At last year’s HP Discover, the company’s Chief Technology Officer Martin Fink announced an ambitious new technology, The Machine. At this year’s HP Discover, he was back with an update. The Machine’s uniqueness is its memory-based architecture compared to today’s CPU-centered architecture. This is what they are calling memory-centric computing.
Following HP Discover 2015, Martin Fink posted an update to summarize titled Accelerating The Machine. It’s easy to see the marketing spin “accelerating” The Machine when the rest of the post explains the difficulty of creating a new computing paradigm. How do you create a computer that uses new hardware and requires new software to control it?
We call this process hardware/software co-development. We’re building hardware to handle data structures and run applications that don’t exist today. Simultaneously, we’re writing code to run on hardware that doesn’t exist today. To do this, we emulate the nascent hardware inside the best systems available today, such as HP Superdome X. What we learn in hardware goes into the emulators so the software can improve. What we learn in software development informs the hardware teams. It’s a virtuous cycle.
One year since the initial announcement, some are concerned that The Machine is losing its signature component, the memristors that made the announcement so exciting. The Machine prototypes will be using plain old DRAM with emulated persistence to build the prototypes as quickly as possible.
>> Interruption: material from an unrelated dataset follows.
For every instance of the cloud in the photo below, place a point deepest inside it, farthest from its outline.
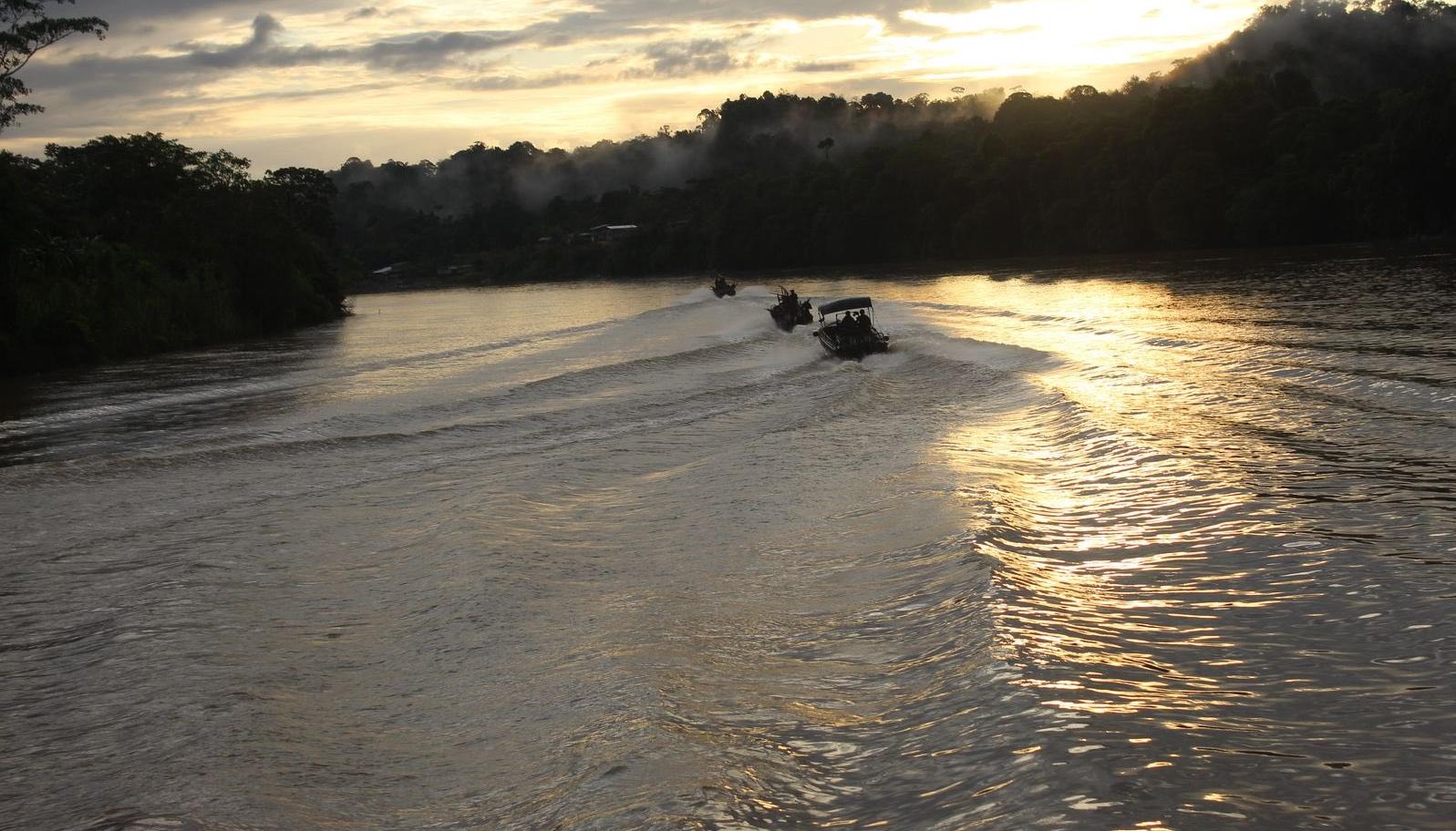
(690, 57)
(826, 66)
The heart of The Machine is memory. This is so different from the processor-centric architecture today that we decided The Machine architecture needed a new name: Memory-Driven Computing.
A lot of memory. We’re aiming for hundreds of petabytes of memory which needs to be fast and persistent. (Even the first prototype will cram hundreds of terabytes of fast, persistent memory into a single rack.) The perfect memory doesn’t exist today. We can get fast, orpersistent, but not both at once.
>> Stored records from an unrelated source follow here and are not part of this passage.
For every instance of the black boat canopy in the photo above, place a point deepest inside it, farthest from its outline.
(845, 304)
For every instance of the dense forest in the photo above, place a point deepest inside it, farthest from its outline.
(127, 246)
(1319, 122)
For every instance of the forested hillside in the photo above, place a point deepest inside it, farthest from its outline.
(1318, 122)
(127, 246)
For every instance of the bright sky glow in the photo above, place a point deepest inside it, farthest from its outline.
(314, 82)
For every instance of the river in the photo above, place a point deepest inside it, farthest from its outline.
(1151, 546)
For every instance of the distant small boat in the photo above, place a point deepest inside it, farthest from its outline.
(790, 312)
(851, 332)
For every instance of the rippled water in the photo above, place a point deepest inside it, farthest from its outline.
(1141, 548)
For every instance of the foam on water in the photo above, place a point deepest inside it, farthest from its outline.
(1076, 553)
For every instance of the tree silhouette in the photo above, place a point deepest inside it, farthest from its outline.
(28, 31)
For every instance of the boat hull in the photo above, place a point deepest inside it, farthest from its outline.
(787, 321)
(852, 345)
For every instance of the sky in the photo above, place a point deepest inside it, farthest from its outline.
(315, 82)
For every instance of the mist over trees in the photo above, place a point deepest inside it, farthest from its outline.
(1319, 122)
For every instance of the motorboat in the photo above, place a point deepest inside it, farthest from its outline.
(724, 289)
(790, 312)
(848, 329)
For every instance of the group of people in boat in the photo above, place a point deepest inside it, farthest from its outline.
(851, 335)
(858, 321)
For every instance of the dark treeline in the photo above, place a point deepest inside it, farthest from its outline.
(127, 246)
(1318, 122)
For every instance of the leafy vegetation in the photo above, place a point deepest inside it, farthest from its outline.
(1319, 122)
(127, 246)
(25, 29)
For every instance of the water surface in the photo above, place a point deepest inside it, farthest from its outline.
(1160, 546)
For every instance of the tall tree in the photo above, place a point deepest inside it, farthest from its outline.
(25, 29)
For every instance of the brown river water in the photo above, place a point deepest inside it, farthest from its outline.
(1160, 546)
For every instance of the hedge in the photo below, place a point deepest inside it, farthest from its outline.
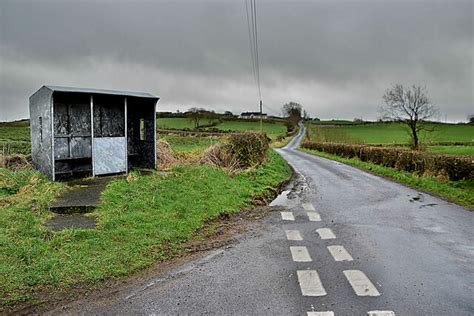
(451, 167)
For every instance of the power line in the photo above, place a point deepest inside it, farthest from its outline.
(253, 38)
(252, 54)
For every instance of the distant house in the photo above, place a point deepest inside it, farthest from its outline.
(252, 115)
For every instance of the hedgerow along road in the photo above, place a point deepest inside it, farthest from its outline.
(340, 242)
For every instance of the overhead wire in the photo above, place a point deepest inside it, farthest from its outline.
(253, 39)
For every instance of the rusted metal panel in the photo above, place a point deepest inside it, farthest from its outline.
(101, 91)
(75, 130)
(109, 116)
(109, 155)
(40, 131)
(81, 147)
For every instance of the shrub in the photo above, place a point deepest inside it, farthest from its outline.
(249, 148)
(424, 164)
(165, 157)
(219, 156)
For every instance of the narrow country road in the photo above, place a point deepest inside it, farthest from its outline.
(340, 242)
Remember I said we want working prototypes as soon as possible? We can get there sooner if we use plain old DRAM as a stand-in for the perfect memory technology. No, DRAM isn’t persistent, but we can emulate persistence.
Do we still intend to use Memristors? Yes, of course. We still believe that it’s the best candidate, but as everyone who works in the chip industry knows, the road from “lab to fab” is a long and rocky one. We’re not there. Yet.
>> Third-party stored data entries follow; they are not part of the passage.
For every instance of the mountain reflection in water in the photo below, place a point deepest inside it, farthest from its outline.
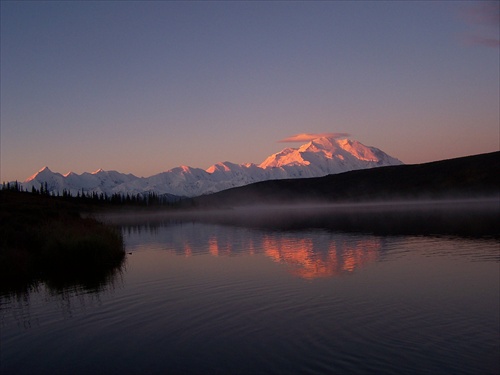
(241, 293)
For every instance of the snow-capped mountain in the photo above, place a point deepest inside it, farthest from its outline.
(319, 157)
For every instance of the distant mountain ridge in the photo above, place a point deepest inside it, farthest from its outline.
(469, 177)
(319, 157)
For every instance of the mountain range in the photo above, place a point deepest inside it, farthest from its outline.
(469, 177)
(319, 157)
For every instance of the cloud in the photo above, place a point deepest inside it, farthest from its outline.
(482, 41)
(305, 137)
(483, 19)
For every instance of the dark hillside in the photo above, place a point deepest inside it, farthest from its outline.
(466, 177)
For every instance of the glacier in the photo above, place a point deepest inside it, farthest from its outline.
(317, 158)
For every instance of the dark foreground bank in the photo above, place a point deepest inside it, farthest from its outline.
(43, 238)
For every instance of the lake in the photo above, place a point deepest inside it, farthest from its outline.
(320, 290)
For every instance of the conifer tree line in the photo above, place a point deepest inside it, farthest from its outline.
(139, 199)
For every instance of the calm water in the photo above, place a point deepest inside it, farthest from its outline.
(223, 296)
Should we wait until Memristors are ready before making prototype Machines? No, that wouldn’t make much sense. We want as many people to be able to start working in a Memory-Driven world as soon as possible. And, pragmatically, we want to show off what we’ve created in a tangible form, doing something amazing.
Remember, we’re talking about the first realization of The Machine architecture. Version 0.9 if you will. The versions that follow will only get better. Should we use another memory technology if it matures before Memristor? Phase-change RAM, perhaps? Again, the answer is yes, of course.
Why? Because it moves us forward faster. Because it moves our industry and the world forward, solving real-world challenges that we can’t even approach today.
Essentially, it sounds like HP Labs is doing everything necessary to create working prototypes with plans to come back in future iterations to replace components as they learn more and the hardware advances. With the prototypes, they should be able to learn more about available hardware optimizations that they can design towards and software controls that need to be implemented.
It will be interesting to see how The Machine fares with HP’s proposed split of the company. Expected to close by October 2015, one business would focus on PCs and printers while the other continues the enterprise products and services business. Assumedly The Machine would go with the enterprise products division for a datacenter focus.